This functions is a fancy wrapper for packages MPTinR and
TreeBUGS applying various frequentist and Bayesian estimation methods
to the same data set with different levels of pooling/aggregation using a
single MPT model and collecting the results in one tibble
where each
row corresponds to one estimation method. Note that parameter restrictions
(e.g., equating different parameters or fixing them to a constant) need to
be part of the model (i.e., the .eqn
file) and cannot be passed as
an argument.
The settings for the various methods are specified via function
mpt_options
. The default settings use all available cores for
calculating the boostrap distribution as well as independent MCMC chains
and should be appropriate for most situations.
The data can have a single between-subjects condition (specified via
condition
).

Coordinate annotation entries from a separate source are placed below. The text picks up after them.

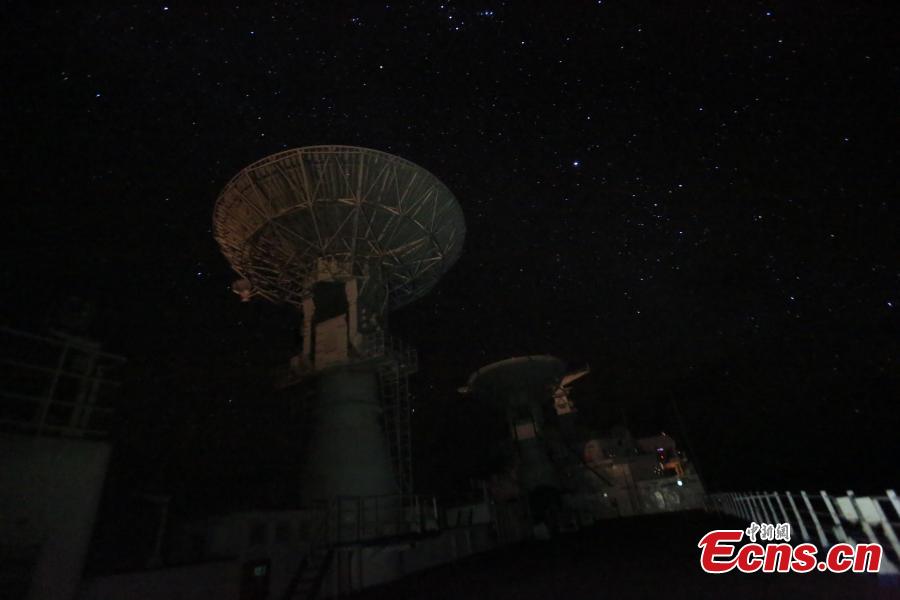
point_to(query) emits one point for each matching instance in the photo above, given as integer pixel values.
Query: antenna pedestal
(348, 454)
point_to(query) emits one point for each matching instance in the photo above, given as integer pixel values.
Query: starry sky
(698, 199)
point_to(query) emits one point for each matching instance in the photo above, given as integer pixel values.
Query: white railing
(361, 519)
(57, 385)
(821, 518)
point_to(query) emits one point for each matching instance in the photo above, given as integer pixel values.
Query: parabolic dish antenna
(335, 213)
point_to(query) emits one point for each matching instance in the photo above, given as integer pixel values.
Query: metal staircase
(306, 584)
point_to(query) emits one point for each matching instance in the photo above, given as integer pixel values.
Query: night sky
(697, 199)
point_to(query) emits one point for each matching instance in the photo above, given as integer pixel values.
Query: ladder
(395, 403)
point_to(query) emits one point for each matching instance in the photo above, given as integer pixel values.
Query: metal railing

This condition can have more than two levels. If
specified, the pairwise differences between each level, the standard error
of the differences, and confidence-intervals of the differences are
calculated for each parameter. Please note that condition
is
silently converted to character
in the output. Thus, a specific
ordering of the factor
levels in the output cannot be guaranteed. If
the data has more than one between-subjects condition, these need to be
combined into one condition for this function.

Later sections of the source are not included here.